I have mentioned how important it was to develop some concept of what each posture means on a martial level, even if it is only a mental understanding. However, to learn any on a meaningful martial level, you will have to isolate and practise individual techniques many times with a variety of training partners, and at a variety of intensities as your understanding and skills develop.
Such interaction, even when done slowly and carefully, complicates and changes your feel for the mechanics of each posture. Now you really begin to learn where your hands and feet should be at any one time, how to get them there using bagua principles, and how to relax under pressure.
In the long run, any martial skill you develop will result from internalising the principles and a few techniques, as opposed to learning many applications on a superficial level. This small arsenal can eventually become internal (or instinctive, or subconscious, or conditioned reflex—call it what you like).

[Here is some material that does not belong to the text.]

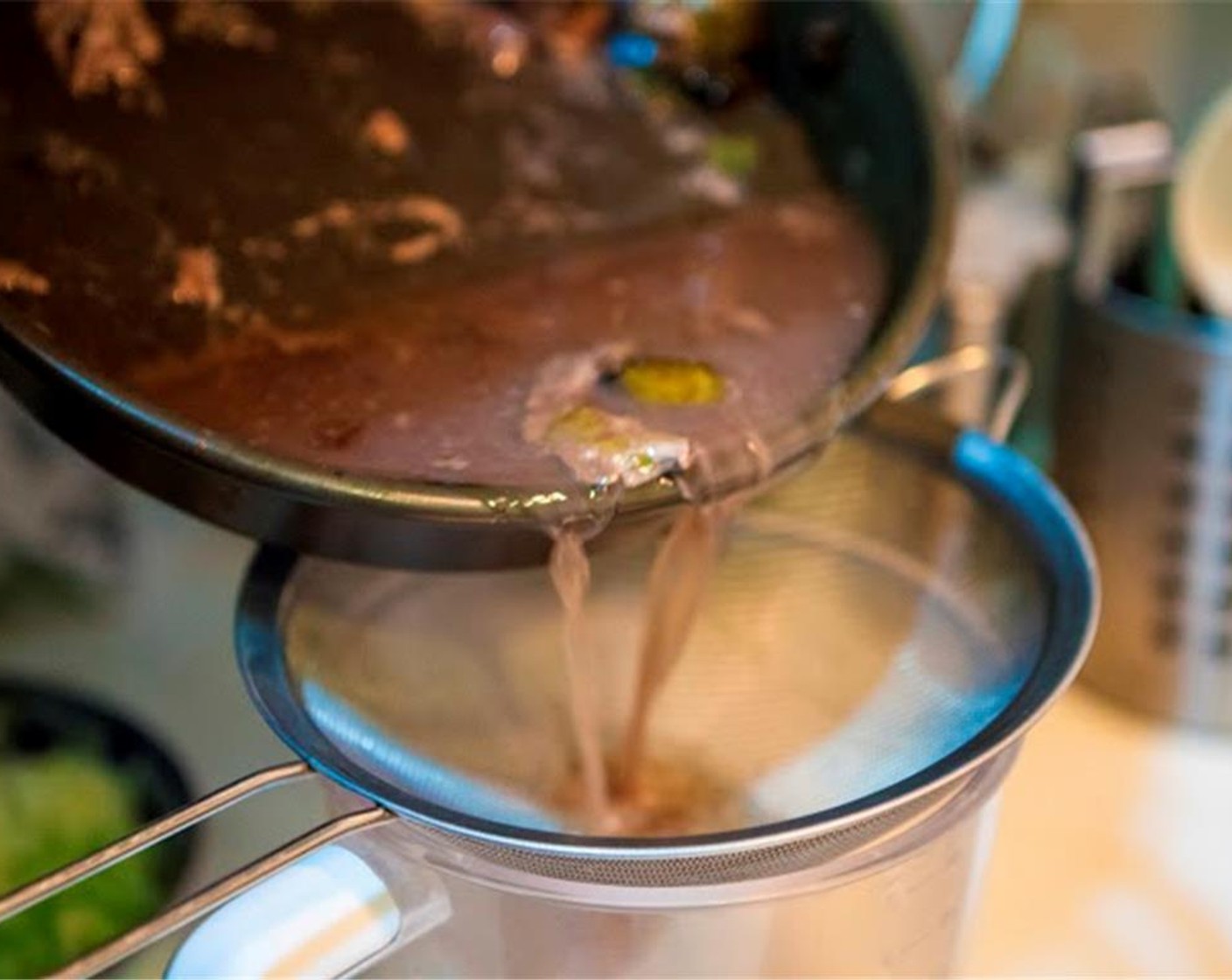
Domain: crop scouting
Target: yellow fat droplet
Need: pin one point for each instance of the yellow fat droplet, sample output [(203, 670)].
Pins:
[(669, 382)]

One way to do this is to select a few postures from the solo form(s) that you do particularly well or like the most, and practise them on your own and with a partner. Try to pick methods that cover attacks from the most common angles and from both the right and left sides. If you can eventually make them work while being attacked with some speed and power then you're on the right track.
Remember that there is really no one interpretation of each method (although some experts would, no doubt, argue with this). I believe that each posture has one or more interpretations as a defence against either being struck or grabbed; however, each will also have countless variations depending on the skills and strengths of the practitioner, as well as the angle and complexity of attack.